Takeda Pharmaceutical Company Limited presents new data from an ad-hoc analysis of the Phase 3 HELP Study™, designed to evaluate the onset of action for TAKHZYRO (lanadelumab) during days 0-69 of treatment. The analysis suggests that TAKHZYRO starts to prevent HAE attacks during this early treatment phase, with patients experiencing an 80.1% decrease in mean monthly attack rate compared to placebo. The results were presented during the European Academy of Allergy and Clinical Immunology (EAACI) Congress in Lisbon, Portugal.
“The unpredictable nature of HAE attacks makes living with the disease physically and emotionally challenging for patients,” said Professor Marcus Maurer, M.D., Department of Dermatology and Allergy, Allergie-Centrum-Charité, Charité–Universitätsmedizin Berlin, Germany. “HAE requires an individualised approach to treatment, and it is important that a patient’s treatment plan helps reduce the frequency of attacks. These results are exciting as they suggest that lanadelumab begins to prevent HAE attacks during the initial phase of treatment.”
The ad-hoc analysis evaluated the efficacy of TAKHZYRO compared with placebo during days 0-69 of treatment using the same approach that was used to evaluate the primary and secondary endpoints during the complete study period (days 0-182). Results from the analysis showed that in patients receiving the recommended starting dose of TAKHZYRO 300 mg every two weeks, there was a significant reduction in mean monthly attack rate (80.1% decrease) compared to placebo (Adjusted P<0.001). During this initial treatment phase, patients treated with TAKHZYRO 300 mg every two weeks also experienced fewer severe attacks compared to placebo (7.4% vs. 22%) and were more likely to be HAE attack-free compared to those on placebo (48.1% vs. 7.3%).
“Original data from the HELP Study showed that TAKHZYRO was effective in preventing HAE attacks over the entire duration of the study and, according to an exploratory analysis, many patients remained attack-free during the 16-week steady state period,” said Donatello Crocetta, M.D., Franchise Global Medical Unit Head, Rare Immunology and HAE at Takeda. “This new analysis supports previous study findings and builds on our understanding of how quickly TAKHZYRO can begin to help prevent HAE attacks, further supporting its use for appropriate patients as a preventive therapy that can be administered subcutaneously and begins to work rapidly.”

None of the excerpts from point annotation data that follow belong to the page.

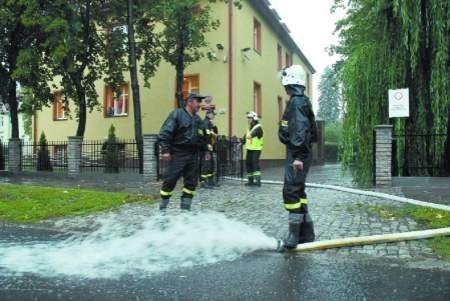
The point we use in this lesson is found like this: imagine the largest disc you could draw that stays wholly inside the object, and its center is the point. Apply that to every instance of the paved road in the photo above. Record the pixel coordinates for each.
(398, 271)
(260, 275)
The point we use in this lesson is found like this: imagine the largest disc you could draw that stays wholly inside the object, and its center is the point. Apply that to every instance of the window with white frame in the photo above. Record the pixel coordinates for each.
(59, 106)
(116, 104)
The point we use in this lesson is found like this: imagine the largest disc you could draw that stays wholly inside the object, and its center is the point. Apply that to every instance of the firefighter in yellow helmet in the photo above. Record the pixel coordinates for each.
(253, 146)
(297, 131)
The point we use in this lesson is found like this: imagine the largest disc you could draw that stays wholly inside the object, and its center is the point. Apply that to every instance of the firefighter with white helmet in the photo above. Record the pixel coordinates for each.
(253, 145)
(297, 130)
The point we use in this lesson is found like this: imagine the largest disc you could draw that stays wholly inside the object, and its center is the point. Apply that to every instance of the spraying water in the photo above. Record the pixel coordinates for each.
(117, 247)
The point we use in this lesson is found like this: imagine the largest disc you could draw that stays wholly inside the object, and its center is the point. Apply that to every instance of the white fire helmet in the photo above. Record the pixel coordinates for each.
(293, 75)
(251, 115)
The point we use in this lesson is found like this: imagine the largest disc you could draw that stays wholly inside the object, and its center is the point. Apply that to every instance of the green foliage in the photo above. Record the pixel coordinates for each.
(28, 204)
(331, 152)
(330, 96)
(75, 51)
(389, 45)
(183, 38)
(111, 152)
(21, 48)
(27, 110)
(333, 133)
(43, 162)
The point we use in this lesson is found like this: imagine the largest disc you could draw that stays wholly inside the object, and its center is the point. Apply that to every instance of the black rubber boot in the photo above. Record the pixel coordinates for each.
(212, 182)
(205, 184)
(185, 203)
(258, 180)
(163, 204)
(295, 220)
(306, 230)
(250, 181)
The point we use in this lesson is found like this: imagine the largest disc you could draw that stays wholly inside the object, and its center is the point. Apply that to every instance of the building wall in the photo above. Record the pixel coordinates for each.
(5, 128)
(159, 100)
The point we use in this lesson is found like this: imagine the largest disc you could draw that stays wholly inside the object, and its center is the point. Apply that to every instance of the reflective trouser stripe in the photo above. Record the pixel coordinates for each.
(188, 191)
(296, 205)
(165, 193)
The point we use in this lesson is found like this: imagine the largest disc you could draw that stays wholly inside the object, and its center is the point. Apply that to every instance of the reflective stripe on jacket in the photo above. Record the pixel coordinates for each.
(254, 143)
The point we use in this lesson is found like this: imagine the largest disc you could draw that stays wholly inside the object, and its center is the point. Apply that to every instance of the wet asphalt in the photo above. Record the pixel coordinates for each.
(263, 275)
(400, 271)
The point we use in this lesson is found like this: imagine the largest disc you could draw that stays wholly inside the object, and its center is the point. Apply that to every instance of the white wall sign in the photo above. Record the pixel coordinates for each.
(399, 103)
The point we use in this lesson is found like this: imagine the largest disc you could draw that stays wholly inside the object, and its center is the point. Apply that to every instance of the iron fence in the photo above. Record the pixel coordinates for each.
(101, 156)
(49, 157)
(418, 154)
(3, 155)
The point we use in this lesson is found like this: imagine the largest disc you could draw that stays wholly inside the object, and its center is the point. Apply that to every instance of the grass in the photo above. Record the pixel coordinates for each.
(428, 217)
(29, 204)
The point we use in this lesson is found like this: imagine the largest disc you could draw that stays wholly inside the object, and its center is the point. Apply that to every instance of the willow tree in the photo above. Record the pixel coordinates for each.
(330, 96)
(388, 44)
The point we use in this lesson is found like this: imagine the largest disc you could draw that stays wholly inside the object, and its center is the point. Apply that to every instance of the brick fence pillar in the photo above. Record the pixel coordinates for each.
(150, 159)
(14, 154)
(74, 155)
(383, 155)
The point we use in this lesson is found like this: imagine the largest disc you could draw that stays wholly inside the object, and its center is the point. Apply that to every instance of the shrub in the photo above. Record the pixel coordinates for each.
(43, 155)
(111, 152)
(331, 152)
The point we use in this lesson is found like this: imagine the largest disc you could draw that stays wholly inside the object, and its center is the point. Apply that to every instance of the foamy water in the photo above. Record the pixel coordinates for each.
(158, 244)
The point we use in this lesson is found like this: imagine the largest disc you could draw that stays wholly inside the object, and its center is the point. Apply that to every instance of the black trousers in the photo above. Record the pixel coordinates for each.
(207, 164)
(252, 162)
(182, 164)
(294, 196)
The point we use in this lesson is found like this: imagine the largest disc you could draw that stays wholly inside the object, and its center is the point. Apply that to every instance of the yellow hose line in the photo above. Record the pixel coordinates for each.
(371, 239)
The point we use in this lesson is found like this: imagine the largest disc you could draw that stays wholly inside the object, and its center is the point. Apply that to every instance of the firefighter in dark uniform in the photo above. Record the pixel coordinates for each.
(297, 131)
(207, 164)
(253, 145)
(181, 138)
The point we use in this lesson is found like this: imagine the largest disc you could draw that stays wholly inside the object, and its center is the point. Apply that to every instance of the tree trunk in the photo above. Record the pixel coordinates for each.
(180, 76)
(447, 145)
(12, 101)
(180, 60)
(135, 87)
(81, 95)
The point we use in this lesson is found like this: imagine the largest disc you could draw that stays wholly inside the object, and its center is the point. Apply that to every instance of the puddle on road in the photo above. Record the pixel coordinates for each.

Across all TAKHZYRO treatment arms, (300 mg every two weeks, 300 mg every four weeks, 150 mg every four weeks), there was an improvement in mean monthly attack rate, monthly rate of moderate to severe attacks, monthly rate of attacks requiring acute treatment and the number of attack-free days, versus placebo, during the entire study period.
The most commonly observed adverse reactions (52.4%) associated with TAKHZYRO were injection site reactions. Of these, 97% were of mild intensity. Hypersensitivity reaction (mild and moderate pruritus, discomfort and tingling of tongue) was observed (1.2%).1
TAKHZYRO 300 mg is approved in the European Union and Australia for the routine prevention of recurrent attacks of HAE in patients aged 12 years and older. TAKHZYRO 300 mg is approved as prophylaxis to prevent attacks of HAE in patients aged 12 years and older in the United States and for the routine prevention of attacks in patients aged 12 years and older in Canada.